Functional programming languages are a neat tool to write parsers, especially when equipped with a pattern matching mechanism.
Here’s the beginning of our SQL parser in memdb:
(define parse_sql (lambda (s) (begin (define identifier (lambda (s) (match s (regex "(?is)^`(.*)`(.*)" _ id rest) '(id rest) (regex "(?is)^([a-zA-Z_][a-zA-Z_0-9]*)(.*)" _ id rest) '(id rest) (error (concat "expected identifier, found " s)) ))) (match s (regex "(?s)^\\s*(?m:--.*?$)(.*)" _ rest) /* comment */ (parse_sql rest) (concat "\n" rest) (parse_sql rest) (regex "(?is)^\\s+(.*)" _ rest) (parse_sql rest) (regex "(?is)^CREATE(?:\\s|\\n)+TABLE(?:\\s|\\n)+(.*)" _ rest) (match (identifier rest) '(id rest) (concat "tablecreate " id ", decl: " rest) (error "expected identifier")) (error (concat "unknown SQL syntax: " s)) ) )))

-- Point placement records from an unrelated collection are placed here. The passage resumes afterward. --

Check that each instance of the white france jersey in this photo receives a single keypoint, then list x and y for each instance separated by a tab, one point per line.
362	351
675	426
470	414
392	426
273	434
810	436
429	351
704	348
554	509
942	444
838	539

As you can see, you can nearly write EBNF syntax in scheme despite the exception that you are bound to left linearity.
I extended scheme with the match
instruction which takes the following parameters:
(match value [pattern result] ... [default])
Where pattern
can be one of:
"string"
matches string equalityvariable
matches any value and stores the value into the variable(concat "string" variable)
splits away a fixed prefix(concat variable "string" variable)
splits away a fixed infix(concat variable "string")
splits away a fixed postfix'(pattern pattern pattern ...)
matches only a list with the same amount of items and matching patterns(regex "pattern" variable variable variable)
will parse the value as a regex and store all captured groups into variables
When a value matches the pattern, the result is evaluated. Matched variables can be used in the result
expression. If no match has been found, default
is evaluated.
This way, we can write parsers very intuitively, but also optimizers that traverse tree structure patterns become very easy to implement.